Nelle scuole inglesi ben 1,7 milioni di scolari risultano bisognosi di «esigenze speciali» per diversi motivi: difficoltà di apprendimento, problemi di comportamento, difficoltà emozionali o di comunicazione, oppure provenienti da famiglie disastrate, o piccoli stranieri che non sanno l’inglese.

Ebbene: un serissimo rapporto rivela ora che circa la metà di questi bambini e ragazzi «differenziali» in realtà non sono diversi dai bambini normali; se rendono meno a scuola, è a causa del «cattivo livello degli standard educativi» (e degli insegnanti) delle scuole da loro frequentate.

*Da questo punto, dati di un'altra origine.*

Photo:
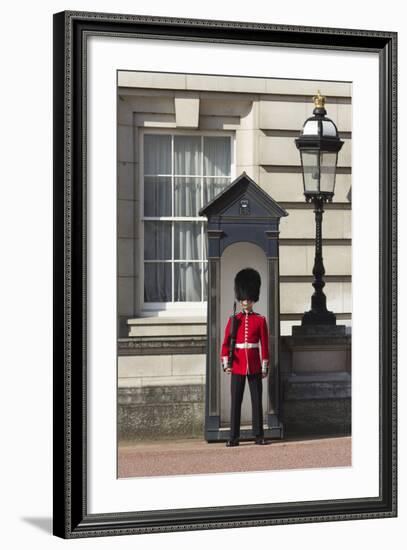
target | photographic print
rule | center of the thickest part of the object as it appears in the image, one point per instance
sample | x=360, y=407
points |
x=224, y=274
x=234, y=231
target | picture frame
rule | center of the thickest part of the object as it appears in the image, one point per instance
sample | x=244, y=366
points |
x=71, y=474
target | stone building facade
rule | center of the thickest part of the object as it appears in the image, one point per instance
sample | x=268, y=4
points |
x=161, y=347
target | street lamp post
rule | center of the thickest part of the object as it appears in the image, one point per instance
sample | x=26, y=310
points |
x=319, y=145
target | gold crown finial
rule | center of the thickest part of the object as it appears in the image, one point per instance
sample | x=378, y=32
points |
x=319, y=101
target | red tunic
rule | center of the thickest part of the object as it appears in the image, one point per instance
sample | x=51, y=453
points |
x=251, y=330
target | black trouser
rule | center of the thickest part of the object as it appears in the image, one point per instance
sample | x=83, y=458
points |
x=237, y=388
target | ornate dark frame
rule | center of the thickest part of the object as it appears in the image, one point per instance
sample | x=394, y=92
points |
x=71, y=518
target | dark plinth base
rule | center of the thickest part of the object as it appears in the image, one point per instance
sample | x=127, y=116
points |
x=319, y=330
x=318, y=317
x=246, y=434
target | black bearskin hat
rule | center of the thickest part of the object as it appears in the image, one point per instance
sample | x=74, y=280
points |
x=247, y=285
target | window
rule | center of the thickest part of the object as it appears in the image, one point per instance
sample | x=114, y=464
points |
x=181, y=173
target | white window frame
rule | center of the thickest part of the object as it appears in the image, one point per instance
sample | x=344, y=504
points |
x=172, y=308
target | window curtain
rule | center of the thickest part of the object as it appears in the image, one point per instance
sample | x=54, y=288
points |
x=201, y=169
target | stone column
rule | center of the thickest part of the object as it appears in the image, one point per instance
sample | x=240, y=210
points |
x=212, y=413
x=273, y=408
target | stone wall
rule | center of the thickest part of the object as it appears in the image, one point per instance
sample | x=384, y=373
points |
x=264, y=116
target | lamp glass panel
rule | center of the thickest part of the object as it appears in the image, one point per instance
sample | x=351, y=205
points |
x=310, y=128
x=311, y=173
x=328, y=171
x=328, y=128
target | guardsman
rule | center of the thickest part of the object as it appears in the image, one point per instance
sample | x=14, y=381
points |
x=245, y=354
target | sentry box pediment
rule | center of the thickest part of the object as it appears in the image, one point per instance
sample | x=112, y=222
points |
x=242, y=212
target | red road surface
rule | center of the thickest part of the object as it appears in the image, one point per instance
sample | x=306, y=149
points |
x=198, y=457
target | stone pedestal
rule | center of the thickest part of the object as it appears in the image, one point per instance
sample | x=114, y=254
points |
x=316, y=384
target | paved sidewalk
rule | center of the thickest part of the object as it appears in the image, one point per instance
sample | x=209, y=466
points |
x=191, y=456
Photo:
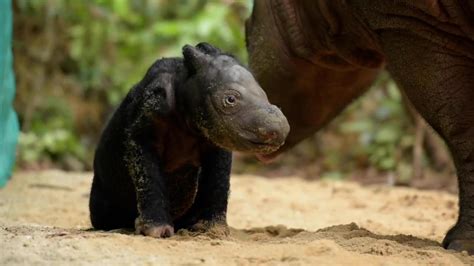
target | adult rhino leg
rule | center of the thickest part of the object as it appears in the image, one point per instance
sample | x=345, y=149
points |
x=439, y=81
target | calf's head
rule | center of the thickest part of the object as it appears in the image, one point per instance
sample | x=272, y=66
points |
x=225, y=103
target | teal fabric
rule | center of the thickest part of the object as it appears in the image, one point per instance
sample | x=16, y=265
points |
x=9, y=128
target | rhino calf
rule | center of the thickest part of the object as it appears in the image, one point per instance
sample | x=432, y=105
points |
x=163, y=161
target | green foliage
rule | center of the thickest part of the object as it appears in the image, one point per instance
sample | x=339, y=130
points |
x=103, y=47
x=90, y=53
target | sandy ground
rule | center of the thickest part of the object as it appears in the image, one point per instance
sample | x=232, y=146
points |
x=44, y=220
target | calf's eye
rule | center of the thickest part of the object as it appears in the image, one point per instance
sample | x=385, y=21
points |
x=230, y=100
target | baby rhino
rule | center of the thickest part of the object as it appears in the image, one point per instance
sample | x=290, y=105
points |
x=163, y=161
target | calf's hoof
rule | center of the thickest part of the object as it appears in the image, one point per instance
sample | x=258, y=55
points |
x=218, y=229
x=153, y=229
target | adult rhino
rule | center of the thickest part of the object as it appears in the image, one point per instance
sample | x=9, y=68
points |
x=315, y=57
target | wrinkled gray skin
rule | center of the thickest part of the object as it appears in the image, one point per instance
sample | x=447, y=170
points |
x=164, y=159
x=313, y=57
x=229, y=107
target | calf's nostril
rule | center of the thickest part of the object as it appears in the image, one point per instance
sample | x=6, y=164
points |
x=267, y=135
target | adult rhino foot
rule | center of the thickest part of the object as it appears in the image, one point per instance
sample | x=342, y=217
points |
x=153, y=229
x=460, y=238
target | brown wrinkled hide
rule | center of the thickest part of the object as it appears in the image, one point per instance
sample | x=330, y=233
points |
x=313, y=57
x=309, y=93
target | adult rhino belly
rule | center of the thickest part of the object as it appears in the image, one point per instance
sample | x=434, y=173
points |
x=182, y=189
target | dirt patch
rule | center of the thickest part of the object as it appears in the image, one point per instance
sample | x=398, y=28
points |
x=44, y=220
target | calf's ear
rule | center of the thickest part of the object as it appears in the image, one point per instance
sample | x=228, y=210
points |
x=208, y=49
x=194, y=58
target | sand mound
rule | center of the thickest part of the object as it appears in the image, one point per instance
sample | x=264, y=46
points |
x=44, y=220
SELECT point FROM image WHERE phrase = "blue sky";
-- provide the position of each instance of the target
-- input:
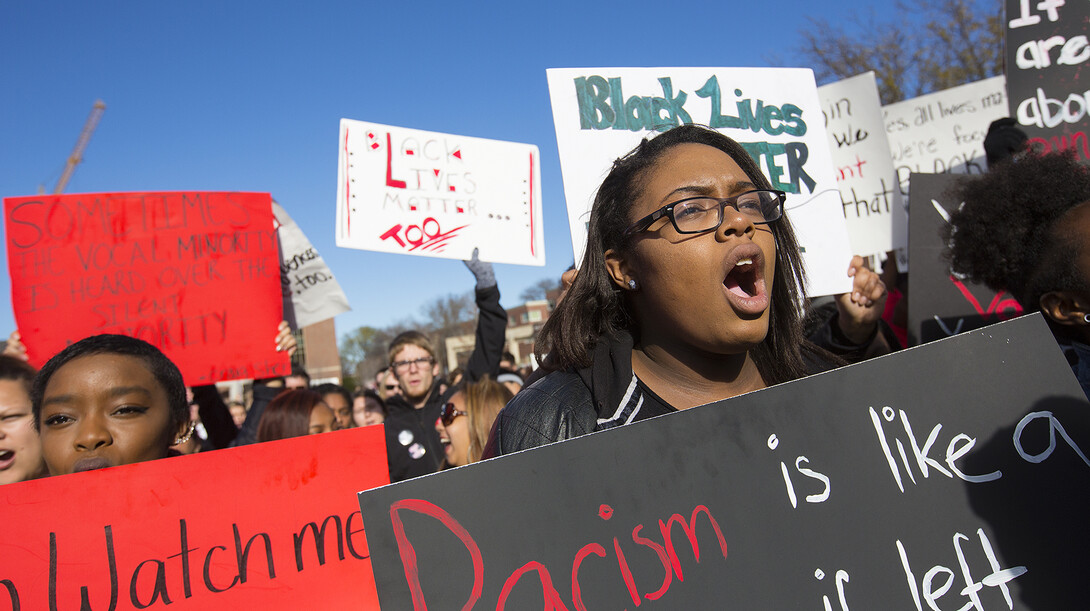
(246, 96)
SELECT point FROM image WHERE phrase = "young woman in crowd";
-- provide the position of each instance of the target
(688, 294)
(20, 447)
(367, 408)
(107, 401)
(1025, 228)
(467, 418)
(295, 413)
(339, 401)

Il rapporto è stato stilato dall’Ofsted (Office for Standard in Education), che è un super-ispettorato del ministero dell’Istruzione, noto per la sua indipendenza di giudizio. Dopo accurate indagini sul campo in asili, elementari, medie, l’Ofsted è giunto ad una conclusione ancora più abrasiva: sono le scuole stesse ad esagerare il numero di alunni «con speciali esigenze» per mascherare la bassa qualità del loro insegnamento. In altre, crude parole, gli insegnanti si dicono: non siamo noi ad essere insufficienti, sono i ragazzi ad essere sub-standard. E magari subnormali.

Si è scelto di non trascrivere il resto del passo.